This Friday (Jan. 22, 2010), Lutherans from around the country will join others to give public witness to the sanctity of human life. Before proceeding to the National Mall, we begin here with Divine Service. That is vitally important. But whether you join the public demonstrations or not, your life each day is replete with opportunities to give witness to the sanctity of human life. The glory of Christ, the love of God is manifested as you help your spouse who struggles with dementia, as you care for your children, when you prepare food for a new mother, when you visit someone in a nursing home, when you show respect to your fellow traveler on the road.

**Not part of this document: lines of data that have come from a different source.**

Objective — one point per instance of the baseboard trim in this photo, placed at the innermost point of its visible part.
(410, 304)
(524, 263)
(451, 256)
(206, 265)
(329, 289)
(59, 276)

These noble and good things are obscure, often not seen by others, but God sees, loves, and rejoices in them. Yet too often, despite the correct position on life issues such as abortion, we have not shown respect, care and compassion on the lives of the human beings right in front of us, in our homes and church and neighborhood. We come before God today first with a prayer of confession, asking Him yet again to demonstrate His glory in showing mercy and pity. And then, we humbly ask that He would use us to demonstrate His glory, as we show mercy and pity to others.
In the beginning, God created. He still creates, still shows His love and glory to His creatures. Now He who reddened water into wine comes to us in the wine of His life-giving blood. May that wine renew His life within us, forgiving us, healing us, and enabling us to bear witness to the sanctity of human life in everything that we say and do.